Monday, 19 July 2010

Santa, Jesus, and the Holy Spirit

In a recent blog post Leah at Unequally Yoked asks Christians whether or not they would raise their children to believe in Santa. Does lying about Santa make children wonder whether they're folks lie about God? Or does belief in Santa differ from belief in God? Below is what I posted. I might expand later.

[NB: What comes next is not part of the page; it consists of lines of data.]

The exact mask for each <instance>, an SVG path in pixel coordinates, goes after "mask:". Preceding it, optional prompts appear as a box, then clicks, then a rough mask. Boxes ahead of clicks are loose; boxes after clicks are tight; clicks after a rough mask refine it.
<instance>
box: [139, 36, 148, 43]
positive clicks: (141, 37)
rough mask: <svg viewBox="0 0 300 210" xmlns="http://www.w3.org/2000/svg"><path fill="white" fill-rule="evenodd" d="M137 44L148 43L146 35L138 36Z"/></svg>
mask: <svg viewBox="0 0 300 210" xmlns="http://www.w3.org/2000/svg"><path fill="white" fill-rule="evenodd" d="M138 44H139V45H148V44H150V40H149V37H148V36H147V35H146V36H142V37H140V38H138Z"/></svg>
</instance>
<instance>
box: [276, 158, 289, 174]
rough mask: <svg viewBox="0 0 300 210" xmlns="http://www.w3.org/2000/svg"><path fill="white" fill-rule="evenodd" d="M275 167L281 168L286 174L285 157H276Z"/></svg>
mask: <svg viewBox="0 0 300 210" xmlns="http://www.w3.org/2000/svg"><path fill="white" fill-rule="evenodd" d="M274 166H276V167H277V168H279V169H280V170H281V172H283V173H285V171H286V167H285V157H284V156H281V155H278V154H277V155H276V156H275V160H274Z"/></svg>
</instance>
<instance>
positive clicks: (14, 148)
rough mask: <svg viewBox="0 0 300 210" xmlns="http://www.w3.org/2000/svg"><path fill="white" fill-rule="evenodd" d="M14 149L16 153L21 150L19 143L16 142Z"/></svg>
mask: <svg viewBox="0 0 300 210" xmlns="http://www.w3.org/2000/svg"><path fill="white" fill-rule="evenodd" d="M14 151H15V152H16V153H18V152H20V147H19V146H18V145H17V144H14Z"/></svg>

Believing for a time in Santa actually improved my intellectual faith. I thought that Santa gave toys not to children who behaved but to children who believed in him. My folks warned me that some other people did not believe in Santa, and they would try to convince me to disbelieve, too. I wasn't to listen to them; they did not believe, so of course they would see no evidence, because he didn't bring them presents any more. I was to examine the evidence I received. Eventually I realized Santa was a physical impossibility. For a while I believed in him anyway, but some time in the middle of elementary school the evidence in favour of "my parents are Santa" outweighed "Santa physically exists". Since my Dad was usually the school Santa, and was sometimes identified as Santa by small children, I might easily have believed that my Dad literally was Santa... but the evidence pointed to my Mom, really, so that didn't jive. Instead, I believed that "the spirit of Santa", derived perhaps from St. Nicholas but perhaps instead for a concentration of jovial kindness, inhabited generous people like my parents and made them give gifts. Some point later I believed that Santa was a social reality if not a physical one (not that I'd have articulated it in that way, but the idea was there), and later I disbelieved entirely.

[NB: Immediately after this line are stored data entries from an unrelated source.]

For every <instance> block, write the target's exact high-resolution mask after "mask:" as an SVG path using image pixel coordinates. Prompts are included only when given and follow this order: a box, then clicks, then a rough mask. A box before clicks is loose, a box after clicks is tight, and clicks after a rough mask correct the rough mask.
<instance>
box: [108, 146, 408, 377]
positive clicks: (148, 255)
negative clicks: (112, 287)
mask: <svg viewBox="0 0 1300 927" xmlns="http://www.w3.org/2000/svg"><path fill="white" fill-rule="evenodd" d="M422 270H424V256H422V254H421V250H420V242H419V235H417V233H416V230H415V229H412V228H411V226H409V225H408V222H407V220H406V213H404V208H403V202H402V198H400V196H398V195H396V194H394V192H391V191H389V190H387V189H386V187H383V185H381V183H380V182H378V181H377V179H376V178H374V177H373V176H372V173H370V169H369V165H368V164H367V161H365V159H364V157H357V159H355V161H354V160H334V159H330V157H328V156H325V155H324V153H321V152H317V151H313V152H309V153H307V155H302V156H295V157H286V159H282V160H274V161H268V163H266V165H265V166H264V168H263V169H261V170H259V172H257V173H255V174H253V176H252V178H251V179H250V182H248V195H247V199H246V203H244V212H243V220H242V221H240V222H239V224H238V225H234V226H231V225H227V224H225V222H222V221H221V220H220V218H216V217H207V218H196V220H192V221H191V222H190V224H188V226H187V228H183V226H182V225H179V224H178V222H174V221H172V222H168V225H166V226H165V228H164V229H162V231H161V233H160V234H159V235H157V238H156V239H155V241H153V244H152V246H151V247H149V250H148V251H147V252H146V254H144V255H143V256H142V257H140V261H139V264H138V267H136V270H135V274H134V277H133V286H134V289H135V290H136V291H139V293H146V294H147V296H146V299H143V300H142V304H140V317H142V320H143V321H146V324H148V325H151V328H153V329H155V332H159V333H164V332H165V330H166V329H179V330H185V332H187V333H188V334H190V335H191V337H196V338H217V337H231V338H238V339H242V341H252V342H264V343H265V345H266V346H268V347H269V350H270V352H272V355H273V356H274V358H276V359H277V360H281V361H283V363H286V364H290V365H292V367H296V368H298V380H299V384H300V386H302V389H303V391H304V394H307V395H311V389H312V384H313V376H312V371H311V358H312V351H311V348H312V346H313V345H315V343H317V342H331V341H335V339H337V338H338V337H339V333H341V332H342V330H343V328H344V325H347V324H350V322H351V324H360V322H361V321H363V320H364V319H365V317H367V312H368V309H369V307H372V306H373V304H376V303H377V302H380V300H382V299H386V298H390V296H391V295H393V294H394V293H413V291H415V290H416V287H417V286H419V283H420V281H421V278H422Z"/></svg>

Losing Santa was a process, not an event; my belief in fairies, leprechauns (how I wanted to see one of those!), the Easter Bunny, the Tooth Fairy, the Travel Fairy, pre-Ark dragons and unicorns, and assorted other things went as part of a general questioning of beliefs. (I had an ontological house-cleaning, if you will.) My Christianity transformed many times over since then (from materialism to dualism to other things), but the lessons I learned from my Santa apologetics stuck: there are multiple ways to believe, I had learned in my child-brain, and so I never lost Jesus altogether. (And, anyway, the closest I ever came was to falling from the church was over moral questions concerning salvation, not over metaphysical/epistemological concerns of possibility.)

For me, as a child, the physical Santa helped me understand Jesus; the ethereal Santa helped me understand the Holy Spirit. That process helped me hone apologetics, and I learned early on that other people's beliefs ought not to interfere with mine. For me, Santa, whether or not he exists, was and always will be a servant of Christ.


yolanda said...

i never believed in santa. in fact, i've been a staunch anti-santa advocate from an early age, and remain so today.
would elaborate but i'm jet-lagged and have not much original to say on this topic.

Christian H said...

What are your concerns, Yolanda? I have heard anti-Santa arguements vaguely expressed before, but I imagine your explanation would be more lucid than any I have encountered.

I think my concern with Santa as a parent would be that my children (if I had/have any) would not benefit from Santa in the same way I did. There is a lot of fun in the Santa mystery, to be sure, and Santa did help me quite a bit in developing thinking skills. Further, I like the Santa story as a story for a number of reasons, mainly allegorical ones. That all being said, it is a genuine concern that encouraging literal belief in a mythical person undermines trust, challenges religious orthodoxy, and espouses greed and consumerism in those children more interested in what Santa does for them than in who Santa is. It depends on how the child reacts to Santa, and this isn't something that you can know ahead of time. If you fear that the risk is not worth the cost, then I suppose it makes sense to avoid the jolly red-coated man.